A Community of Amateur Bakers and Artisan Bread Enthusiasts.

coffee syrups in yeast breads?

dlassiter's picture

coffee syrups in yeast breads?

Anyone ever tried that? As in, you know, Monin or Torani syrups? I gather Monin may have traces of alcohol, but a trace of alcohol isn't going to hurt yeast. Mostly cane sugar.

I'm trying to imagine what, say, an amaretto, tamarindo, kiwi, or huckleberry bread would taste like.

My wife thinks it sounds disgusting. Of course, diehard coffee fanatics will think the same.

Mini Oven's picture
Mini Oven

the flour tends to dilute the basic flavour.  The bread will come out lighter than the original syrup or fruit yeast water or herb or liquor taste.  It rarely gets stronger in bread.  That's why jam and toppings were discovered.  I'm  not trying to discourage you but you may need more concentrated flavourings if you really love thru and thru flavour power.  

alcophile's picture

This coffee diehard says only chocolate (and maybe vanilla) are acceptable additions to coffee.
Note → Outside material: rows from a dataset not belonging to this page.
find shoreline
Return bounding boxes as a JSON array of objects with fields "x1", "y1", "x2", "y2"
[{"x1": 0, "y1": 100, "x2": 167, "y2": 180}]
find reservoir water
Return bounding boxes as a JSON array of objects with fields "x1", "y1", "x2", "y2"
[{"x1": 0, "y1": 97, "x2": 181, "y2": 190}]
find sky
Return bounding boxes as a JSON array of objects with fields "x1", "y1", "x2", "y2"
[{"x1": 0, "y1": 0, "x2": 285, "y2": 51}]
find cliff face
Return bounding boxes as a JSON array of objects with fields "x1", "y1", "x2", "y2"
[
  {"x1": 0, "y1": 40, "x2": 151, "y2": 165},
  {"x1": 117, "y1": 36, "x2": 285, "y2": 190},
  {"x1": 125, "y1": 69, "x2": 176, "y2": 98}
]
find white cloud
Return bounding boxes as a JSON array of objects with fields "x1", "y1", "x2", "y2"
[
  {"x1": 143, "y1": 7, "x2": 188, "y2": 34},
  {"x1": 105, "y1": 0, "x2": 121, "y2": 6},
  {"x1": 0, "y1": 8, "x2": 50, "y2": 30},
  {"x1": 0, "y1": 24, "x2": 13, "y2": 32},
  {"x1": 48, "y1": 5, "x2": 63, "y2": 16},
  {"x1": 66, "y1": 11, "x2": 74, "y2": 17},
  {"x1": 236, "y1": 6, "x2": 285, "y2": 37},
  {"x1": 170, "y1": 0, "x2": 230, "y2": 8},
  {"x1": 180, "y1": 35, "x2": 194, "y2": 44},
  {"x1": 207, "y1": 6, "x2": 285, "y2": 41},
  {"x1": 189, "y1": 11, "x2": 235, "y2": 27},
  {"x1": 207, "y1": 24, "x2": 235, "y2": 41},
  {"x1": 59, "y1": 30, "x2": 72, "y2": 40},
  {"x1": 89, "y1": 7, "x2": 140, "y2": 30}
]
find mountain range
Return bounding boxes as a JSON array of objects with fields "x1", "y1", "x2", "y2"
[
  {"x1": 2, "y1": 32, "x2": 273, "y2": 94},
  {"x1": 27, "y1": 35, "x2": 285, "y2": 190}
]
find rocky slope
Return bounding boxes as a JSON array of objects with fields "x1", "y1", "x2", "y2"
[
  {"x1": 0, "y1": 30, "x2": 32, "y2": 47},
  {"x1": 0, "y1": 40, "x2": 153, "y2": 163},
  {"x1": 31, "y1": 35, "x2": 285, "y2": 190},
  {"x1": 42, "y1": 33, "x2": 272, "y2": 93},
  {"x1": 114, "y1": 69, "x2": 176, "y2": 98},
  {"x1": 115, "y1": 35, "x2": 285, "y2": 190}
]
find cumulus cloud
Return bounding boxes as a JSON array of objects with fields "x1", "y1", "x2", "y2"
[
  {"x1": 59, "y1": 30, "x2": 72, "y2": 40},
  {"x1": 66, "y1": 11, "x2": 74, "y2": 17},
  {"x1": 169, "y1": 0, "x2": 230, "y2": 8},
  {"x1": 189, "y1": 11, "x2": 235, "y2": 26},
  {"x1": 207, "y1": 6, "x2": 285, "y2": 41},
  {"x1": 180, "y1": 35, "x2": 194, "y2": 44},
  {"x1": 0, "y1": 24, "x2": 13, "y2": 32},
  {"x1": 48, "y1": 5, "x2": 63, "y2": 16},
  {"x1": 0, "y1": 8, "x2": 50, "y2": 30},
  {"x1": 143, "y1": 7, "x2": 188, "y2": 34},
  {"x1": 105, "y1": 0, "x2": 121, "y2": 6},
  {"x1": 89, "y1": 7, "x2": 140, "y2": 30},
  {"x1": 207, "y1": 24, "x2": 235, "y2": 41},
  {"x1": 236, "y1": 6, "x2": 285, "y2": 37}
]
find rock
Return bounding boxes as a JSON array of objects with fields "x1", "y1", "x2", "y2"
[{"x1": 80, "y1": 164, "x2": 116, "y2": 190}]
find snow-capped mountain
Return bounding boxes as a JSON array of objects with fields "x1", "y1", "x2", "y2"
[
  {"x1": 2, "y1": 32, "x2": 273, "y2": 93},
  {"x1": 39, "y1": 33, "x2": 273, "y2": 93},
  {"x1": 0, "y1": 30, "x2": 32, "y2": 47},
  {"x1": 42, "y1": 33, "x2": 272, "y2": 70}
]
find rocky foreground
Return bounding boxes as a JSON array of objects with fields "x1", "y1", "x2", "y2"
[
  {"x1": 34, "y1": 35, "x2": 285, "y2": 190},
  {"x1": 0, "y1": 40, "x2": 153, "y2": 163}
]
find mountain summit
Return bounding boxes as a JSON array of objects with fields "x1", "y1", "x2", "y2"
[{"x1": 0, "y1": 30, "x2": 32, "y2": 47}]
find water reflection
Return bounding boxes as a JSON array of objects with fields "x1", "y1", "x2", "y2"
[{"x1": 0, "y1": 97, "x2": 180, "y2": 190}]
But I do use the raspberry syrup to make a Berliner Weisse rot (20 mL syrup to one 355 mL bottle of Berliner Weisse). The original beer cooler!
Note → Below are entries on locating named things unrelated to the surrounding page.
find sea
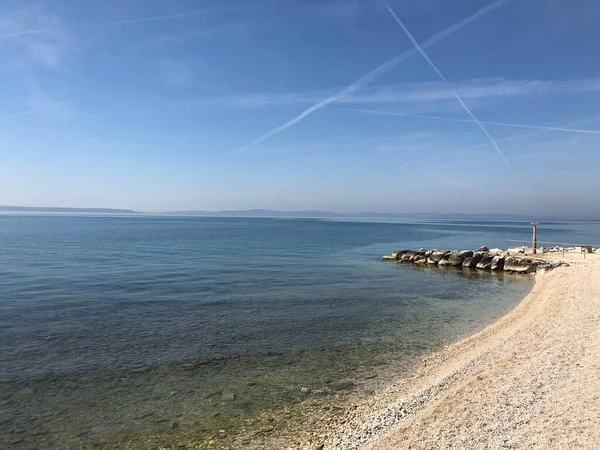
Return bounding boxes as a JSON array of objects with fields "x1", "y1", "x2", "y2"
[{"x1": 0, "y1": 214, "x2": 600, "y2": 449}]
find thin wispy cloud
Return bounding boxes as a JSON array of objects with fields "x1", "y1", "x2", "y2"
[
  {"x1": 223, "y1": 78, "x2": 600, "y2": 108},
  {"x1": 318, "y1": 106, "x2": 600, "y2": 134},
  {"x1": 98, "y1": 6, "x2": 258, "y2": 26},
  {"x1": 236, "y1": 0, "x2": 509, "y2": 152},
  {"x1": 0, "y1": 109, "x2": 35, "y2": 119},
  {"x1": 0, "y1": 4, "x2": 76, "y2": 69},
  {"x1": 386, "y1": 4, "x2": 510, "y2": 167}
]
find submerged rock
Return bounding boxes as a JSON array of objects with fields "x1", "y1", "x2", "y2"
[
  {"x1": 463, "y1": 252, "x2": 484, "y2": 269},
  {"x1": 490, "y1": 256, "x2": 504, "y2": 270},
  {"x1": 448, "y1": 253, "x2": 466, "y2": 266},
  {"x1": 477, "y1": 254, "x2": 494, "y2": 270},
  {"x1": 504, "y1": 256, "x2": 537, "y2": 273}
]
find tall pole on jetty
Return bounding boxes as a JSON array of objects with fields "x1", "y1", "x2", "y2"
[{"x1": 531, "y1": 222, "x2": 539, "y2": 255}]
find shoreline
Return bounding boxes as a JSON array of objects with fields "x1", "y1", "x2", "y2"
[{"x1": 312, "y1": 255, "x2": 600, "y2": 450}]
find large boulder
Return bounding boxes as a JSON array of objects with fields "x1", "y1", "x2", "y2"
[
  {"x1": 429, "y1": 250, "x2": 446, "y2": 263},
  {"x1": 448, "y1": 253, "x2": 465, "y2": 266},
  {"x1": 400, "y1": 252, "x2": 415, "y2": 262},
  {"x1": 463, "y1": 252, "x2": 485, "y2": 269},
  {"x1": 463, "y1": 256, "x2": 477, "y2": 269},
  {"x1": 490, "y1": 256, "x2": 504, "y2": 270},
  {"x1": 504, "y1": 256, "x2": 537, "y2": 273},
  {"x1": 453, "y1": 250, "x2": 475, "y2": 258},
  {"x1": 392, "y1": 250, "x2": 410, "y2": 259},
  {"x1": 477, "y1": 254, "x2": 494, "y2": 270}
]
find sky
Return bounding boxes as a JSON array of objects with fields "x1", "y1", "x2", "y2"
[{"x1": 0, "y1": 0, "x2": 600, "y2": 217}]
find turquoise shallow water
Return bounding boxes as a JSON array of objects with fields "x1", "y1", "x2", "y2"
[{"x1": 0, "y1": 215, "x2": 597, "y2": 448}]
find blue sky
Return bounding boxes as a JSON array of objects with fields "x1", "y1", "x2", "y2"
[{"x1": 0, "y1": 0, "x2": 600, "y2": 215}]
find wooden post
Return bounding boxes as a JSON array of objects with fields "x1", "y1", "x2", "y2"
[{"x1": 531, "y1": 222, "x2": 539, "y2": 255}]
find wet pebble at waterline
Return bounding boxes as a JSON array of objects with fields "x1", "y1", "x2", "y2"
[{"x1": 0, "y1": 217, "x2": 530, "y2": 450}]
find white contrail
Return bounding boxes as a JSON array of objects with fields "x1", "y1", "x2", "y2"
[
  {"x1": 236, "y1": 0, "x2": 510, "y2": 152},
  {"x1": 98, "y1": 6, "x2": 255, "y2": 26},
  {"x1": 270, "y1": 102, "x2": 600, "y2": 134},
  {"x1": 463, "y1": 117, "x2": 600, "y2": 150},
  {"x1": 0, "y1": 30, "x2": 48, "y2": 39},
  {"x1": 0, "y1": 109, "x2": 35, "y2": 119},
  {"x1": 386, "y1": 3, "x2": 511, "y2": 167}
]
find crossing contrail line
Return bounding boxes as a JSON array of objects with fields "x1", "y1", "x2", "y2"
[{"x1": 386, "y1": 3, "x2": 511, "y2": 167}]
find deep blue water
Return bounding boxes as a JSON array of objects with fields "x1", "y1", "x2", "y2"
[{"x1": 0, "y1": 214, "x2": 600, "y2": 447}]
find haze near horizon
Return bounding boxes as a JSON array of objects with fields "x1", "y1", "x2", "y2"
[{"x1": 0, "y1": 0, "x2": 600, "y2": 217}]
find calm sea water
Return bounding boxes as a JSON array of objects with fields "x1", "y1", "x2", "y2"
[{"x1": 0, "y1": 214, "x2": 600, "y2": 448}]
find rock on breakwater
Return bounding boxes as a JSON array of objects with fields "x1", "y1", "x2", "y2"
[{"x1": 381, "y1": 245, "x2": 568, "y2": 274}]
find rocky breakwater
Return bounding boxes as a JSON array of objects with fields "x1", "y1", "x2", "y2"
[{"x1": 381, "y1": 246, "x2": 568, "y2": 274}]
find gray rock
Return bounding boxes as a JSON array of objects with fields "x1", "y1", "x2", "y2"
[
  {"x1": 463, "y1": 252, "x2": 485, "y2": 269},
  {"x1": 477, "y1": 255, "x2": 494, "y2": 270},
  {"x1": 221, "y1": 392, "x2": 237, "y2": 402},
  {"x1": 448, "y1": 253, "x2": 466, "y2": 266},
  {"x1": 504, "y1": 256, "x2": 537, "y2": 273},
  {"x1": 430, "y1": 251, "x2": 446, "y2": 263},
  {"x1": 463, "y1": 256, "x2": 477, "y2": 268},
  {"x1": 400, "y1": 252, "x2": 415, "y2": 262},
  {"x1": 490, "y1": 256, "x2": 504, "y2": 270}
]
I agree with Mini Oven—more concentrated flavor is needed. I made a Swedish Limpa bread a couple of months ago from Peter Reinhart's Whole Grain Breads. The recipe used either orange zest or orange oil for flavor. I was hesitant to use the full amount of orange oil specified in the recipe because I didn't want the orange flavor to be overpowering. Well, I could barely taste the orange in the finished loaf. I should have used the full amount and even then it would have been subtle.

Another option instead of oil or extracts are dry flavorings available from various companies. I have been wanting to try some for adding to hot cereal when good fruit is not in season. These are available sweetened or unsweetened affording more flexibility in a recipe.


idaveindy's picture

I would imagine that the sugar in the syrup would speed up fermentation quite a bit.
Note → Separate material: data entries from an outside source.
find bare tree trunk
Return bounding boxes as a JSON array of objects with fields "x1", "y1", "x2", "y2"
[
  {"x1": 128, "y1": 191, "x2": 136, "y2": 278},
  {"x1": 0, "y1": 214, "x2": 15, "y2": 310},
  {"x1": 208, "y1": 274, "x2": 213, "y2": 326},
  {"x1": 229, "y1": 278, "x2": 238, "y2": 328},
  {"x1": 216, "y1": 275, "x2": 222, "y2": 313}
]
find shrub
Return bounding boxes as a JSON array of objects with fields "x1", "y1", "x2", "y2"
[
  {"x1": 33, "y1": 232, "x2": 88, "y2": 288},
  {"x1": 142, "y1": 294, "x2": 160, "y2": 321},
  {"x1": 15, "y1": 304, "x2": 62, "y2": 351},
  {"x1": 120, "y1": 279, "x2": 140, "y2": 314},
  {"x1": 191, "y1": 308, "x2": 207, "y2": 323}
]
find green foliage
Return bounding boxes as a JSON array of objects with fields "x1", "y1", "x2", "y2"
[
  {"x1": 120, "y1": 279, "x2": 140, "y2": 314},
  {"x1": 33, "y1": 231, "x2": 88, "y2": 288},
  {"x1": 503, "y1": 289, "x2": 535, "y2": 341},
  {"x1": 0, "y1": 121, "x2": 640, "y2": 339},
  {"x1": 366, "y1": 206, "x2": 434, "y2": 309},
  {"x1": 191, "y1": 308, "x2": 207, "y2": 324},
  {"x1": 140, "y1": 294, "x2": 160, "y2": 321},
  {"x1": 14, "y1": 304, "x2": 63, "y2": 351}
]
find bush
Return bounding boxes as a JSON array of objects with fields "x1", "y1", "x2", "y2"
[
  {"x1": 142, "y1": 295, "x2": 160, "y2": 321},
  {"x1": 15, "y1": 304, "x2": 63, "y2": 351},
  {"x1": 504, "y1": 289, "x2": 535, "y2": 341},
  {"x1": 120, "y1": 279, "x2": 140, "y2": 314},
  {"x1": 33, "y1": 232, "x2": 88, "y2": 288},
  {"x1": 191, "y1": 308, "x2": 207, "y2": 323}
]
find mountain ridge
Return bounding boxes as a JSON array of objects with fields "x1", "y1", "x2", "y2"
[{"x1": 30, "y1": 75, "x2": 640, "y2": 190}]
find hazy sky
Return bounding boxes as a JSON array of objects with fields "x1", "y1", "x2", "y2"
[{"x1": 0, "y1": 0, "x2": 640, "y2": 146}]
As far as no-calorie or low-calorie syrups, I just read in another post that the artificial sweetener erythritol inhibits yeast. So maybe a combination of the two could work.

Please post your results if you decide to experiment.  It sounds interesting.

alcophile's picture

My chemistry curiosity was piqued by the possibility of erythritol inhibition of yeast. I set up the following experiment:

  • Container 1: 2 g sugar
  • Container 2: 2 g sugar + 2 g erythritol
  • Container 3: 2 g erythritol

The solids were dissolved in 52 mL warm water and 0.4 g (1/8th tsp.) SAF Red instant yeast was added at ≈100 °F. The yeast was stirred to dissolve. The following images were taken at ≈20 minutes post-addition.


My observation is that the yeast becomes frothy in the presence of sugar and the sugar/erythritol mixture. No activity is observed in the erythritol solution.

Conclusion: Yeast activity does not appear to be inhibited by the presence of erythritol. Yeast does not show any activity with erythritol alone.